Broad performance measurement suffers from several weaknesses, according to industry specialists and academics. Measurement systems can fail to provide strategic direction, while financially based measures can short-change softer, qualitative benefits.

Ultimately, what is required of a measurement programme is a set of standards that address both external and internal processes and outputs for an organisation.

More specifically, any new class of performance measures should increase the scope of the measurement focus beyond financial reporting to less tangible benefits; create value through a focus on quality, service and speed; and instigate organisational learning and innovation.

One useful tool is the balanced scorecard, developed by Robert Kaplan and David Norton.

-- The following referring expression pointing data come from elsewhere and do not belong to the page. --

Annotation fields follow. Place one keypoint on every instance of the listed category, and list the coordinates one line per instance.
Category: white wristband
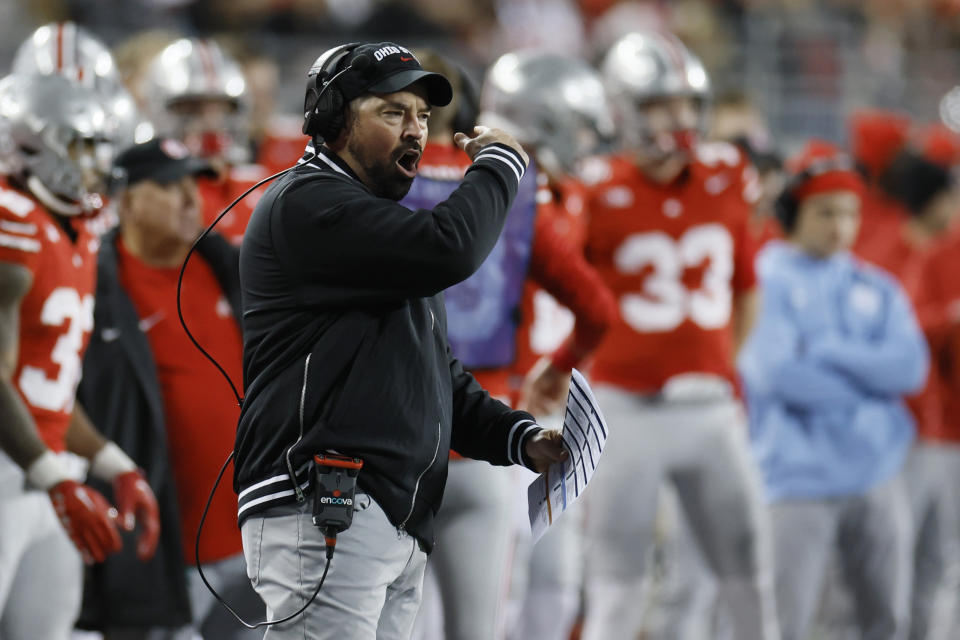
(110, 462)
(46, 471)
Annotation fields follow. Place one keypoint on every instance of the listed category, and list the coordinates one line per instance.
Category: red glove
(136, 503)
(89, 519)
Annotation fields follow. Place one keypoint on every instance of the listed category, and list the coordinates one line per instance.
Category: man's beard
(385, 180)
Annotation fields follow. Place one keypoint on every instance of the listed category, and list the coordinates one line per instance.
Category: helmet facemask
(56, 140)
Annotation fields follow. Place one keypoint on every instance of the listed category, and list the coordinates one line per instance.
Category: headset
(323, 103)
(324, 118)
(786, 207)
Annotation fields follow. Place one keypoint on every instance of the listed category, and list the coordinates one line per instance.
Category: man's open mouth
(408, 162)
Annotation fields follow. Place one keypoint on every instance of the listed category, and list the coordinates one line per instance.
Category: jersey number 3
(64, 304)
(665, 302)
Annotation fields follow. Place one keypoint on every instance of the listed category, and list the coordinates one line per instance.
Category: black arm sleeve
(483, 427)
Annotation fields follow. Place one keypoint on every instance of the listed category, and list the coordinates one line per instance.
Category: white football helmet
(647, 66)
(555, 103)
(66, 49)
(55, 139)
(195, 92)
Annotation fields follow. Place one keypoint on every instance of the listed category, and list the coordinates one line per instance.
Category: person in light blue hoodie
(835, 348)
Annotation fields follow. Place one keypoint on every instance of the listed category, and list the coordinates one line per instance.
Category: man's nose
(413, 128)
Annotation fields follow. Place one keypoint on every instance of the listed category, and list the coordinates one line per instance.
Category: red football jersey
(216, 195)
(200, 410)
(938, 310)
(545, 323)
(881, 219)
(56, 315)
(675, 256)
(896, 254)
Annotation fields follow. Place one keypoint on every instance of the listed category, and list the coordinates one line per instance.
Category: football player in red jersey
(669, 233)
(920, 253)
(478, 510)
(53, 133)
(557, 108)
(195, 92)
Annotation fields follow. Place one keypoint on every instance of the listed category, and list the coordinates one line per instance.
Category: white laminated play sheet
(584, 435)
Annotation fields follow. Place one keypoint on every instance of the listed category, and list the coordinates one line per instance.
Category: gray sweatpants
(932, 476)
(471, 561)
(41, 572)
(702, 449)
(372, 591)
(874, 533)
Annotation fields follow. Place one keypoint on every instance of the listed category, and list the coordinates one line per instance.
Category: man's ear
(349, 123)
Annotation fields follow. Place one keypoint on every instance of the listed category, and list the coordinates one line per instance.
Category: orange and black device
(334, 488)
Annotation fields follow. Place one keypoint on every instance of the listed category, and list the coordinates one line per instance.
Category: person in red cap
(835, 348)
(877, 136)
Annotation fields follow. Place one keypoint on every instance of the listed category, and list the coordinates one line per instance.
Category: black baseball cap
(389, 68)
(162, 160)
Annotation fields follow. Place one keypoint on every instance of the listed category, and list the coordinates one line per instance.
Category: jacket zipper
(303, 396)
(416, 488)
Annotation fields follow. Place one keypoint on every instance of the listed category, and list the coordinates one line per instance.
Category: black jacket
(121, 394)
(345, 344)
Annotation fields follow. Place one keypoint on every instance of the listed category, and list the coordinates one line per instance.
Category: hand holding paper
(584, 436)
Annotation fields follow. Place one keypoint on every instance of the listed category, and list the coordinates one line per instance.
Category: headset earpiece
(323, 103)
(785, 209)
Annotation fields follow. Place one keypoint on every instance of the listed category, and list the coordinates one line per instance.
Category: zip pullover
(345, 338)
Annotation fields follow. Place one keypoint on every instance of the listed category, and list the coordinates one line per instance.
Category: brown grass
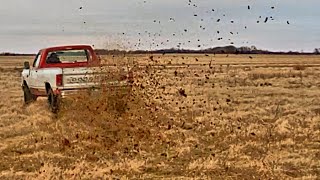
(220, 117)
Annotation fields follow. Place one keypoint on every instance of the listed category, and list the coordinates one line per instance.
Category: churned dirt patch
(187, 116)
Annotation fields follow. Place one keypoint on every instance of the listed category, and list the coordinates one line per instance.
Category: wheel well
(48, 87)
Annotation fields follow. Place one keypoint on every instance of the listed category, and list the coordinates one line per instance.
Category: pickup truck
(57, 72)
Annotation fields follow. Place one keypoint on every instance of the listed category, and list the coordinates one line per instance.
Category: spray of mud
(111, 120)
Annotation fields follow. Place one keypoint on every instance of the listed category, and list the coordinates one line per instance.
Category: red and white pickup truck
(59, 71)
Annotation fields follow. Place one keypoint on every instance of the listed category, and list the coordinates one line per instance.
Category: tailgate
(87, 77)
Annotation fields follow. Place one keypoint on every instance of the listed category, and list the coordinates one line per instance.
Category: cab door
(33, 80)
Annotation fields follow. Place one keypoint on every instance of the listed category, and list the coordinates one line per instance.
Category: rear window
(68, 56)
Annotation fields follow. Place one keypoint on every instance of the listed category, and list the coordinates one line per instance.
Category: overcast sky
(28, 25)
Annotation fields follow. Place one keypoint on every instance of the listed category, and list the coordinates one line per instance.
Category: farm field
(189, 116)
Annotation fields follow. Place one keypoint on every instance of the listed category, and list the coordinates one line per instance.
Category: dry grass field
(189, 116)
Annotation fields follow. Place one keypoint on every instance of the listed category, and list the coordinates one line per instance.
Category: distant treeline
(215, 50)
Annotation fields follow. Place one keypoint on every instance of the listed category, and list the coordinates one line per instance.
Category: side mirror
(26, 65)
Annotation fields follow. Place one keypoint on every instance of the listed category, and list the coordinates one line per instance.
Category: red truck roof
(57, 48)
(44, 53)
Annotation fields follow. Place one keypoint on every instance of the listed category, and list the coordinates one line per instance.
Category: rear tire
(53, 101)
(27, 95)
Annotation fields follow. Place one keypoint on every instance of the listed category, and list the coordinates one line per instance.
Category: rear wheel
(53, 101)
(27, 95)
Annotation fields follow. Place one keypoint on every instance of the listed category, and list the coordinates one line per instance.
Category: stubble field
(189, 116)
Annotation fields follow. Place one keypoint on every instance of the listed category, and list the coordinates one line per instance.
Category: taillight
(59, 80)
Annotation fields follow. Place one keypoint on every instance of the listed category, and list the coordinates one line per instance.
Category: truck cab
(59, 71)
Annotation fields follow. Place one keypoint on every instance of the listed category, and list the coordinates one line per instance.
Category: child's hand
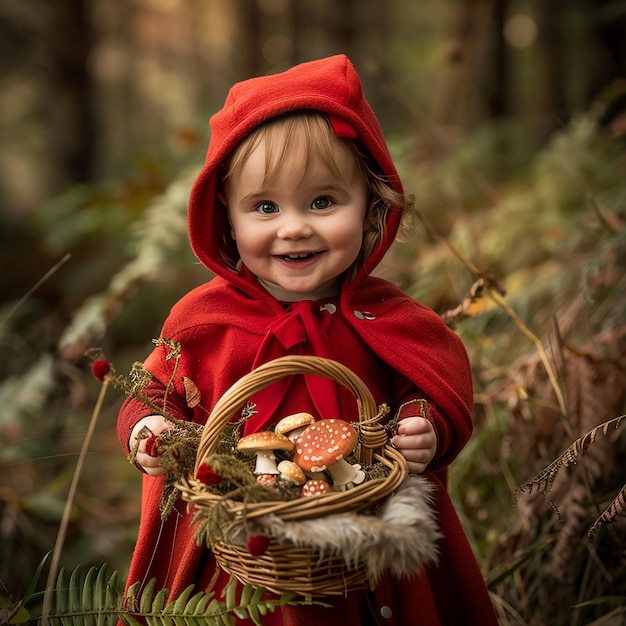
(156, 424)
(417, 442)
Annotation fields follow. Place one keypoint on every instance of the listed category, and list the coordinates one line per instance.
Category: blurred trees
(88, 85)
(505, 117)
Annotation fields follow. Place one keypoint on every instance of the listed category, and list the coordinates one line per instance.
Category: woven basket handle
(373, 434)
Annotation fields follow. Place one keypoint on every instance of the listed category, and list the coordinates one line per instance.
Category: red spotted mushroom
(263, 444)
(324, 446)
(293, 425)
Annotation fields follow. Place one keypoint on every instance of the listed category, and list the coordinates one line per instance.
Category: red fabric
(400, 348)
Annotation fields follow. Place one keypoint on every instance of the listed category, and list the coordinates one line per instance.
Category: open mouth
(298, 257)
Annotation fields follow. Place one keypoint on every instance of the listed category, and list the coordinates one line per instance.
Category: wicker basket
(286, 567)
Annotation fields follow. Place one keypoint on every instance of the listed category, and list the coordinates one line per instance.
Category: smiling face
(298, 224)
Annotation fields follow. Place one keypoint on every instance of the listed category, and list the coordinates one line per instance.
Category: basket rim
(238, 394)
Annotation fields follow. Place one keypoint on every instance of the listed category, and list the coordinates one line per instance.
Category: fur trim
(401, 538)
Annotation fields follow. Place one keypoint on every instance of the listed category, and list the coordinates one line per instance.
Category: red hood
(329, 85)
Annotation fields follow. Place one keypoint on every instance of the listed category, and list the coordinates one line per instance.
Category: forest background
(507, 119)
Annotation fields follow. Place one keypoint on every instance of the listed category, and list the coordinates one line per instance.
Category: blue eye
(266, 207)
(321, 203)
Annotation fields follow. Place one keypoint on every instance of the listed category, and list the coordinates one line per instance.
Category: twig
(36, 286)
(58, 546)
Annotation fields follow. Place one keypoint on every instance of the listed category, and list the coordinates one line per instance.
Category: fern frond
(87, 596)
(544, 480)
(616, 509)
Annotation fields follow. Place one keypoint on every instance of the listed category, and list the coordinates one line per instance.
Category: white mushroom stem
(295, 433)
(345, 475)
(265, 462)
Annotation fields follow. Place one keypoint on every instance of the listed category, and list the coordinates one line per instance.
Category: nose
(294, 225)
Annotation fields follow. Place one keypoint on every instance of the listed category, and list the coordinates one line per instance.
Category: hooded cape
(224, 325)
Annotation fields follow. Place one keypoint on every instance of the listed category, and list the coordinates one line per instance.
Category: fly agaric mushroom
(263, 444)
(267, 480)
(314, 487)
(293, 425)
(324, 446)
(291, 472)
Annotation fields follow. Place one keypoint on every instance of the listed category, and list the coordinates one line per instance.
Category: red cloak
(400, 348)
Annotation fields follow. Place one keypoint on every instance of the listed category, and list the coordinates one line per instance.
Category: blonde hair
(310, 131)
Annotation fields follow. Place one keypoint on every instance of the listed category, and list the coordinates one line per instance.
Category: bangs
(307, 134)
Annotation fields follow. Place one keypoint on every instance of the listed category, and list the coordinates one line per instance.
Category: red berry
(100, 368)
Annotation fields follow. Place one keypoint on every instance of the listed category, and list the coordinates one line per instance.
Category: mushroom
(263, 444)
(291, 472)
(293, 425)
(324, 446)
(314, 487)
(267, 480)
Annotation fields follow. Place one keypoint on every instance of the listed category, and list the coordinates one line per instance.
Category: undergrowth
(536, 258)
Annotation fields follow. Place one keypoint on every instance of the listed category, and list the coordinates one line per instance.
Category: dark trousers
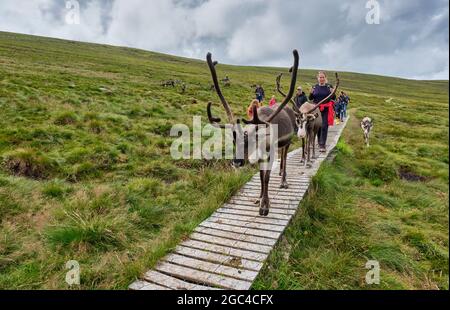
(323, 132)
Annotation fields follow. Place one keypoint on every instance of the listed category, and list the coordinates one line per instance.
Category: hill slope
(86, 172)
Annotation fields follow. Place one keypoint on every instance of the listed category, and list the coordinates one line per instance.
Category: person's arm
(312, 94)
(331, 90)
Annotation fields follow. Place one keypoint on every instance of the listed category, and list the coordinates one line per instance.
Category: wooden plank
(276, 184)
(275, 188)
(254, 218)
(242, 230)
(221, 259)
(173, 283)
(235, 236)
(237, 273)
(246, 224)
(255, 208)
(231, 243)
(252, 213)
(250, 255)
(140, 285)
(277, 202)
(274, 205)
(202, 277)
(274, 196)
(280, 203)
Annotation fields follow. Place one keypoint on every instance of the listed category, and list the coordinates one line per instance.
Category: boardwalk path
(227, 250)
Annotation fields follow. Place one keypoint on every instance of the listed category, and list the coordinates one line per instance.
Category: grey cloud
(411, 41)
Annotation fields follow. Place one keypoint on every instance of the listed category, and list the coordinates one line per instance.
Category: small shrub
(66, 118)
(29, 163)
(55, 189)
(374, 169)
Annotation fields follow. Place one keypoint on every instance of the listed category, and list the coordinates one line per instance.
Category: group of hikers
(335, 108)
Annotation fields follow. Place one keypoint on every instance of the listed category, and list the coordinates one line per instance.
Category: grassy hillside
(86, 172)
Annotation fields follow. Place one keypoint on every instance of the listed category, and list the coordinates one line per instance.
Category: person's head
(322, 78)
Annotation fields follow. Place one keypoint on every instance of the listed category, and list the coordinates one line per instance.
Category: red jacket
(330, 107)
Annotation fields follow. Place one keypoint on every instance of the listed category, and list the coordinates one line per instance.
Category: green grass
(86, 172)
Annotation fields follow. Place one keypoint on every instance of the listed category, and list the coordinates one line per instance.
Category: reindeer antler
(278, 81)
(255, 119)
(225, 104)
(287, 98)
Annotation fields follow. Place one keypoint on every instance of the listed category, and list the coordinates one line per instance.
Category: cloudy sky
(411, 39)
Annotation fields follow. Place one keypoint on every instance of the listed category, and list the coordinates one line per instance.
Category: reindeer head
(241, 134)
(302, 120)
(303, 117)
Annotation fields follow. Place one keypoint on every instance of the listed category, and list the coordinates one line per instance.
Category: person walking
(273, 102)
(259, 92)
(319, 92)
(300, 97)
(256, 103)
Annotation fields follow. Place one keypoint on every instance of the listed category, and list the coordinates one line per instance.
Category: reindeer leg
(310, 141)
(302, 161)
(264, 205)
(314, 145)
(261, 177)
(281, 162)
(284, 183)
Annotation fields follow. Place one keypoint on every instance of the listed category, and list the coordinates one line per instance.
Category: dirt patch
(406, 174)
(28, 163)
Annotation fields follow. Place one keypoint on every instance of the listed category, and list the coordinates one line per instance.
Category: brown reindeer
(308, 121)
(283, 117)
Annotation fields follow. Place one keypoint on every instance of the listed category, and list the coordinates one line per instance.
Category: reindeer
(168, 83)
(308, 121)
(283, 117)
(366, 125)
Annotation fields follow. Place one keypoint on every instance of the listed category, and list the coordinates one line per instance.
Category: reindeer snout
(301, 133)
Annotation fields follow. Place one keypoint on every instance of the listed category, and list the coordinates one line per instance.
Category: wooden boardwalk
(227, 250)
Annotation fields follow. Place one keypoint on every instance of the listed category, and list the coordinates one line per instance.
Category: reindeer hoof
(284, 185)
(263, 212)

They say, "The balanced scorecard provides executives with a comprehensive framework that translates a company's vision and strategy into a coherent set of performance measures."

In addition, software from a range of suppliers can score the performance of departments, business processes or technologies against a range of criteria.

An organisation must start with a statement defining its strategy and mission. It can then use the scorecard to translate strategy and mission into objectives and measures.

These objectives and measures are generally organised into four perspectives: financial focus, customer focus, internal business processes, and learning and growth focus.

One feature that has been noted repeatedly is the scorecard's ability to align organisational action with strategy. The first step in scorecard development is the identification of and agreement on vision: the linking of performance measurement to strategy.

After agreement on vision, the organisation must determine the critical participants and processes that will make a difference to the success of the vision. These might include shareholders, customers, internal processes, and organisational ability to innovate and grow.

The next task is translating the vision. Management must provide an integrated set of objectives and measurements that allow employees to act on the words of the vision and strategy statements.

The scorecard, when implemented effectively across and down an organisation, translates the organisational strategy into concrete measurements that can be understood by all employees.

Management must provide an educational programme to explain the scorecard and its use to its employees.

In addition, management must seek to integrate business and financial plans. Unfortunately, many organisations separate the budgeting process from the strategic planning that a budget ultimately needs to support.

Management must also be willing to accept feedback and learn from the results of using the balanced scorecard. All scorecard quadrants should undergo short-term monitoring, to provide a double learning loop, so that management can adjust scorecard measures that do not provide useful information.

In this way, the scorecard can be used as a comprehensive management tool rather than as a mere measurement programme.